Palms are considered keystone species to frugivores due to the high fruit production that supports a broad range of animals that consume their fruits and seeds (e.g., frugivorous vertebrates), especially in periods of fruit scarcity (Terborgh, 1986; Genini et al., 2009). In the Atlantic Forest, the palm Syagrus romanzoffiana provides fruits for at least 60 vertebrate species (Mendes et al., 2015). Larvae of weevils, such as Revena rubiginosa (Coleoptera: Curculionidae), feed on seeds of S. romanzoffiana and rely totally on them to complete their life-cycle (Alves-Costa and Knogge, 2005). S. romazoffiana seems to produce fruits during the whole year and is crucial for the local fauna, especially during the dry season, being considered a keystone species (Mendes et al., 2015; Genini et al., 2009). Changes in abiotic conditions due to habitat fragmentation and edge effects enhance seed production in some palms from the Atlantic Forest, increasing the likelihood of recruitment (Andreazzi et al., 2012).

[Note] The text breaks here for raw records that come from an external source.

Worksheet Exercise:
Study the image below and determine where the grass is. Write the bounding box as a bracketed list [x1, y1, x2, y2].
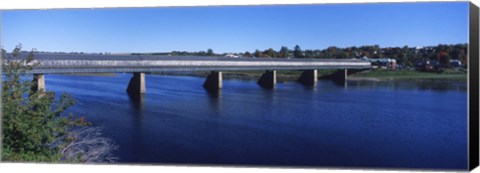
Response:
[350, 69, 467, 80]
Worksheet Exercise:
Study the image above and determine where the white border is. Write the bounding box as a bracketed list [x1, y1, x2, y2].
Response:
[0, 0, 472, 10]
[0, 0, 480, 173]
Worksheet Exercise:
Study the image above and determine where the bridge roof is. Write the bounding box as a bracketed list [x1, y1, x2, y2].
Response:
[6, 53, 371, 73]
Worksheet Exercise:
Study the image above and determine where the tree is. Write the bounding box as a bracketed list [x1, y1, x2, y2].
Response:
[437, 51, 450, 67]
[263, 48, 277, 58]
[243, 51, 252, 58]
[254, 49, 263, 58]
[2, 46, 117, 162]
[207, 49, 215, 56]
[278, 46, 290, 58]
[293, 45, 303, 58]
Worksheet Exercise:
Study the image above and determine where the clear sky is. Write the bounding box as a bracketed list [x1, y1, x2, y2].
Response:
[1, 2, 468, 53]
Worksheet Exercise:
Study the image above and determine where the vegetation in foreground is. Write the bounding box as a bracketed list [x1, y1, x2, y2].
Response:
[1, 46, 116, 162]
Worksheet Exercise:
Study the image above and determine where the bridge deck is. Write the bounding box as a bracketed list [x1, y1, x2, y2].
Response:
[3, 53, 371, 73]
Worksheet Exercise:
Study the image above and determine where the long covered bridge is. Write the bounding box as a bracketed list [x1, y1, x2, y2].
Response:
[7, 53, 371, 94]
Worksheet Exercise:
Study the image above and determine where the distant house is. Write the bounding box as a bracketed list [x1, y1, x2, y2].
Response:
[368, 57, 397, 70]
[225, 54, 240, 58]
[450, 59, 462, 67]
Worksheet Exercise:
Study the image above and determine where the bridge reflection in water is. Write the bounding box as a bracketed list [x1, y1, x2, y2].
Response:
[6, 53, 371, 96]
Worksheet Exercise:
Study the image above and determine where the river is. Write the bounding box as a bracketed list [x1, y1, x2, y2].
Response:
[46, 74, 467, 169]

Understanding the responses of the phenology of S. romanzoffiana to climate change (represented by droughts) and their potential cascading effects to seed predation can help us to predict potential implications for plant recruitment and fauna. Thus, the main aims of this paper were: (i) to investigate the response of S. romanzoffiana reproductive phenology to changes in climatic variables, including periods of drought; (ii) to assess the effect of drought on seed predation rates and test if large seed crops lead to satiation of seed predators. We expect that drought induces changes in the timing of flowering and fruiting and decreases the number of reproductive bunches in S. romanzoffiana, leading to high levels of seed predation compared to years of regular rainfall.